In a later comment, I mentioned that high fructose corn syrup made from conventional and GE corn is completely indistinguishable, and suggested that she contact me so I could forward her the study. No word from her yet. (In fact, by a later comment, she has apparently ignored my responses.) Bottom line: she is not having a reaction to genetically engineered corn via corn syrup, but is perfectly willing to claim that she is indeed having such a reaction.
Here is a question: is it responsible for someone to claim that a food is causing them to have a reaction when they don’t actually know whether or not it is? My dad has a mild case of celiac disease, known not from a professional diagnosis but from him cutting out wheat, barley, and rye from his diet. A small amount of gluten from these grains is enough to send his digestive tract in a spin.
But wheat-gluten intolerance is well known, and the symptoms are well described. But Barbara is not claiming to have a known nutritional disease, she is claiming to have an altogether novel reaction to genetically engineered crops, moreover, that she knows that she is having this reaction. What if she was?
As I said above, it would be her duty to civil society to take herself to a credible allergy clinic at a hospital and undergo a double-blind test to determine if she really is having this reaction. Then it would be her duty to tell everyone that there was an unseen risk with GE foods. I’m not talking about writing a blog post for OpEdNews Blogs, I’m talking about the New York Times. Science, Nature, The Lancet, Skeptic Magazine – it should be printed everywhere… if it could actually be demonstrated.

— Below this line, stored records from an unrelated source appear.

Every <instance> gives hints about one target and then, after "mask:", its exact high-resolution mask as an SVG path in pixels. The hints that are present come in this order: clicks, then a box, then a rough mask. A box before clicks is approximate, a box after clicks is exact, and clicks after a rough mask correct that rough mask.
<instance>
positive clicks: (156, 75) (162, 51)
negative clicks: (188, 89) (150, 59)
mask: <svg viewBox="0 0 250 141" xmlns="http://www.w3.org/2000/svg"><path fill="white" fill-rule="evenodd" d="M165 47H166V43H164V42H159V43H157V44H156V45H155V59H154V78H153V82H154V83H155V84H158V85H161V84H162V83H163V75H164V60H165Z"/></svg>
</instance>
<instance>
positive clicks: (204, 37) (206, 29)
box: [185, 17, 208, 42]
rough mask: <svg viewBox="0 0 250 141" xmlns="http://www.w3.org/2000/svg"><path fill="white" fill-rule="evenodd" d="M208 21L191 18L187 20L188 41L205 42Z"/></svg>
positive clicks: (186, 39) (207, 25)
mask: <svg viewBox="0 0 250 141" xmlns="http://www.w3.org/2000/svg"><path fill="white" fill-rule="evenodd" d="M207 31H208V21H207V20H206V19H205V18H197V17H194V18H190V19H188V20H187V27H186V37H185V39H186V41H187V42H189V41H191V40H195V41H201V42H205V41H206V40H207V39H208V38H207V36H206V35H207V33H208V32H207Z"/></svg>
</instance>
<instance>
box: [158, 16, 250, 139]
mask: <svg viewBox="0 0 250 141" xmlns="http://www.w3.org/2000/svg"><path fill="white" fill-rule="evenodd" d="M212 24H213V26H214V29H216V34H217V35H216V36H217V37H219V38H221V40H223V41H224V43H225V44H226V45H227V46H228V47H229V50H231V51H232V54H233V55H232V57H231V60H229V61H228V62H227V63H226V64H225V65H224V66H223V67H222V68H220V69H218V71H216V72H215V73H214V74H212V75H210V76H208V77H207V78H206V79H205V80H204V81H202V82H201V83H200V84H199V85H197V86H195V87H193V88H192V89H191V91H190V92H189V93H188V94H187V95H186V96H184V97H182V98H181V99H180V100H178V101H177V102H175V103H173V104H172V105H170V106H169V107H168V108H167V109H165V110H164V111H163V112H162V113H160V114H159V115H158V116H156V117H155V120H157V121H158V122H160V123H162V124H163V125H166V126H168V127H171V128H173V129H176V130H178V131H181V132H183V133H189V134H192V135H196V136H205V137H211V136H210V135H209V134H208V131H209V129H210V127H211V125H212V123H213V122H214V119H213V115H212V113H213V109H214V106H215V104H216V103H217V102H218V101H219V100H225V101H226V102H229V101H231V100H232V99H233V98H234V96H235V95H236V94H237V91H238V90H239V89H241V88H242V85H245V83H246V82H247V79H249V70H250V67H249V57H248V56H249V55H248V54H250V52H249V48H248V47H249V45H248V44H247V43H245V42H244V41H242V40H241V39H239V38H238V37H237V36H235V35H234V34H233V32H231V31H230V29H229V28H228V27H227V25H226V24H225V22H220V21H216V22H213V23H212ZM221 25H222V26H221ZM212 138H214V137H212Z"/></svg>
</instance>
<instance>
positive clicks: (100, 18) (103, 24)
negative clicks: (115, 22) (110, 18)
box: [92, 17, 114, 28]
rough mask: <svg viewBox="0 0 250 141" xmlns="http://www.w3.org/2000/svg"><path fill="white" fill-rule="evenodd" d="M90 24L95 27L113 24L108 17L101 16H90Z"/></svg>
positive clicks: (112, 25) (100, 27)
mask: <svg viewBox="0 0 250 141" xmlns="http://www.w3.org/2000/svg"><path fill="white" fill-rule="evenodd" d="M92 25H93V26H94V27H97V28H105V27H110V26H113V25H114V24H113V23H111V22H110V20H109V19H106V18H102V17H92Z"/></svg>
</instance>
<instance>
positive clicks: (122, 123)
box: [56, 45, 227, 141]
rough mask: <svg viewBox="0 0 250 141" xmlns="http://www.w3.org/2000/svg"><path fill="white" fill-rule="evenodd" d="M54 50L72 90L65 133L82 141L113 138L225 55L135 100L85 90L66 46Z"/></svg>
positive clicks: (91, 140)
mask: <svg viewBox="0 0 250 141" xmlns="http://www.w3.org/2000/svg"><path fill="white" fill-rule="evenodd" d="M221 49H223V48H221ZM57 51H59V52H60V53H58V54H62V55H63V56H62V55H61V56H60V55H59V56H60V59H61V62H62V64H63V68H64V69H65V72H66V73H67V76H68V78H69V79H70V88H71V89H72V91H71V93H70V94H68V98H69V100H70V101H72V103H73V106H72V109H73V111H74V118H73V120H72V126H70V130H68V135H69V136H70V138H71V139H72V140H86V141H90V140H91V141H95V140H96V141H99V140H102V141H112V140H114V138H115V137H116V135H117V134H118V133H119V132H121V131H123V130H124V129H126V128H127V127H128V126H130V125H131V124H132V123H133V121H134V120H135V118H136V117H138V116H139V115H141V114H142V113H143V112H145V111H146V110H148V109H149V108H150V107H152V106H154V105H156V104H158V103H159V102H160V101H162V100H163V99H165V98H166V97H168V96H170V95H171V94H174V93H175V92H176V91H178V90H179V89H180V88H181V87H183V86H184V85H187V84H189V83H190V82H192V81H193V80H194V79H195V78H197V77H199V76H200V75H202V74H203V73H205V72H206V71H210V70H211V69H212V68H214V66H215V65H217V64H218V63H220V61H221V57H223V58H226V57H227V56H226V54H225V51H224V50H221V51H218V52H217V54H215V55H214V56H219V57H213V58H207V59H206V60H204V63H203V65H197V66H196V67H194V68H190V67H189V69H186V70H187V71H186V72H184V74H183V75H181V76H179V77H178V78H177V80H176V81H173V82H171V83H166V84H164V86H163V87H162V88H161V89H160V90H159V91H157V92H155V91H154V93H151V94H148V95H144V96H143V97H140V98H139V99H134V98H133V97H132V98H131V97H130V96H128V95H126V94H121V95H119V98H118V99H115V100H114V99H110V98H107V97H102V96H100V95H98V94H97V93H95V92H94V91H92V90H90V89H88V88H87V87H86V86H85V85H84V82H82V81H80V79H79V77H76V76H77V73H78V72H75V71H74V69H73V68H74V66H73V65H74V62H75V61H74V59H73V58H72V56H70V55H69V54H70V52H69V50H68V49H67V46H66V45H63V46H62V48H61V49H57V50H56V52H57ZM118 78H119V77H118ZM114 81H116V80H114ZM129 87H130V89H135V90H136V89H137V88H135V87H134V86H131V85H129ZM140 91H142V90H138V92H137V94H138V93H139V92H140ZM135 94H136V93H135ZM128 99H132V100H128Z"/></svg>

The proteins introduced into GE crops have been tested to make sure that they are not allergens. To continue to claim, publicly, that any food as well-tested as GE crops is causing someone to have an allergic reaction – without sufficient evidence to back it up – is irresponsible. Especially so when it is part of an effort to manufacture doubt about those foods. (Would anyone care if someone claimed they were allergic to Dragonfruit – unless they were trying to ban it from being grown anywhere?)

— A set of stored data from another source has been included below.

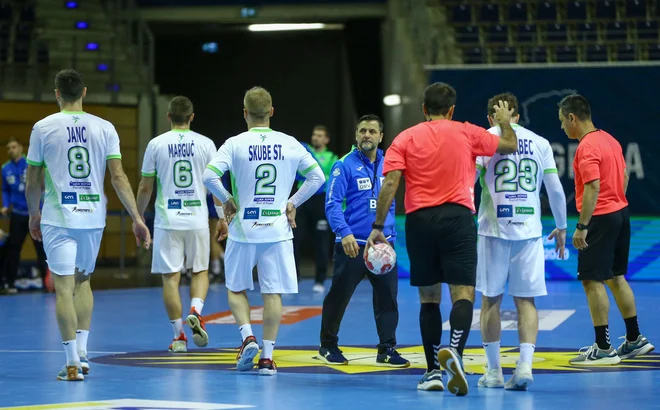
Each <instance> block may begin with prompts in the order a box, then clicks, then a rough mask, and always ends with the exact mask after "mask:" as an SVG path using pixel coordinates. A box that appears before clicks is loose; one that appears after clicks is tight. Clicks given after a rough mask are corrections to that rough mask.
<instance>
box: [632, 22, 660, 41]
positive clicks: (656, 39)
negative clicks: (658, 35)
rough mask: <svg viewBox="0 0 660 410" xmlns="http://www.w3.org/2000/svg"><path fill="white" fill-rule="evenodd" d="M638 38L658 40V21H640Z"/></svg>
mask: <svg viewBox="0 0 660 410" xmlns="http://www.w3.org/2000/svg"><path fill="white" fill-rule="evenodd" d="M637 38H638V39H640V40H652V41H658V22H657V21H638V22H637Z"/></svg>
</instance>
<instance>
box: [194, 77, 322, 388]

In order to have an intelligent dialogue over genetic engineering in agriculture, the people engaging in that dialogue have to agree to back up their claims with the best information that is available, and when they believe that something extraordinary is true they must go to the effort to demonstrate that it is indeed true. If we don’t trust to a rigorous scientific approach in determining the truth-value of our beliefs, then all we will be doing is endlessly debating over our own delusions.